Good News: CFPB Will Only Monitor 80% Of Credit Card Transactions

Seriously, folks, what could possibly go wrong?

(Washington Examiner) Consumer Financial Protection Bureau officials are seeking to monitor four out of every five U.S. consumer credit card transactions this year — up to 42 billion transactions – through a controversial data-mining program, according to documents obtained by the Washington Examiner.

A CFPB strategic planning document for fiscal years 2013-17 describes the “markets monitoring” program through which officials aim to monitor 80 percent of all credit card transactions in 2013.

This apparently severely violates the scope of what is allowed under Dodd-Frank which created the CFPB, not too mention the possibility for all sorts of issues, depending on how much data they collect. Will they see the CC numbers, expiration data, and CV code? Will they track what people are purchasing? What will they do with the data?

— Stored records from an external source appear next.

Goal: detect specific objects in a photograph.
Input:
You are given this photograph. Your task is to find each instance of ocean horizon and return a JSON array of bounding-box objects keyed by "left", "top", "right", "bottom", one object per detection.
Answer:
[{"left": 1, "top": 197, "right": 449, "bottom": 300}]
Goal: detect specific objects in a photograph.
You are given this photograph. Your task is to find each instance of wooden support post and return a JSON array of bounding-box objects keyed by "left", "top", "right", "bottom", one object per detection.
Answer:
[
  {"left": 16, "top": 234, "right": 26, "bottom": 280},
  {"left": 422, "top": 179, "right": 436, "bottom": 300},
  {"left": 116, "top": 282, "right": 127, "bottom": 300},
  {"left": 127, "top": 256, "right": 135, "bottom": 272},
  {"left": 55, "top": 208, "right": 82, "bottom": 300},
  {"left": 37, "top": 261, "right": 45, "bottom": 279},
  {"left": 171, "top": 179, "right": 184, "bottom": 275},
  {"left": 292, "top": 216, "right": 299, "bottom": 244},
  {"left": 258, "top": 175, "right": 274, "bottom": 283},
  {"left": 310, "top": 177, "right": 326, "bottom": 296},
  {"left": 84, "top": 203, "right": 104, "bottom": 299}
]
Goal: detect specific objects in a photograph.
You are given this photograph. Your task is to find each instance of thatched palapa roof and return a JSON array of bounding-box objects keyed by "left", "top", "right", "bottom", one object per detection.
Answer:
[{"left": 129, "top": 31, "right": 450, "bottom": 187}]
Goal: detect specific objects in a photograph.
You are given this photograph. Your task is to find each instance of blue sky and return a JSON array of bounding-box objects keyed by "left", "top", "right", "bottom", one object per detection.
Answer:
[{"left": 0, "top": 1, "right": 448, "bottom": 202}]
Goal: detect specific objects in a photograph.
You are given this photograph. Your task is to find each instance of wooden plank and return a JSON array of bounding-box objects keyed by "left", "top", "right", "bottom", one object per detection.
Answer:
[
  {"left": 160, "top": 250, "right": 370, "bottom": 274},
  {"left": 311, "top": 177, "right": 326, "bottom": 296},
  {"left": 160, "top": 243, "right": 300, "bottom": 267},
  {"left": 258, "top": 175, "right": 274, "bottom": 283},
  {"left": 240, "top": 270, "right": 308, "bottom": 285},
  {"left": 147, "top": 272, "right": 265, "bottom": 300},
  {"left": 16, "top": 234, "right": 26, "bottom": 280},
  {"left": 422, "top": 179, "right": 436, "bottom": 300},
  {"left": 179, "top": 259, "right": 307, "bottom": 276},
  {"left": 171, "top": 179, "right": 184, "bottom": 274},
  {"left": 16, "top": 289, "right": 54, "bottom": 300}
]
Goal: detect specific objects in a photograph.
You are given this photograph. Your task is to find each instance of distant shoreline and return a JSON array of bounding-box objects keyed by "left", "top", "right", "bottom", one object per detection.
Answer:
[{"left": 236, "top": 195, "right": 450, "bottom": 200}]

But the hearing was dominated by charges of an agency operating beyond its legal authority, rife with conflicts of interest, and mismanagement.

Hensarling opened the hearing by noting that CFPB “is designed to operate outside the usual system of checks and balances that applies to every other government agency.”

Wait, a government agency acting in this manner? Who woulda thunk it? Don’t you feel better about your CC info in their hands?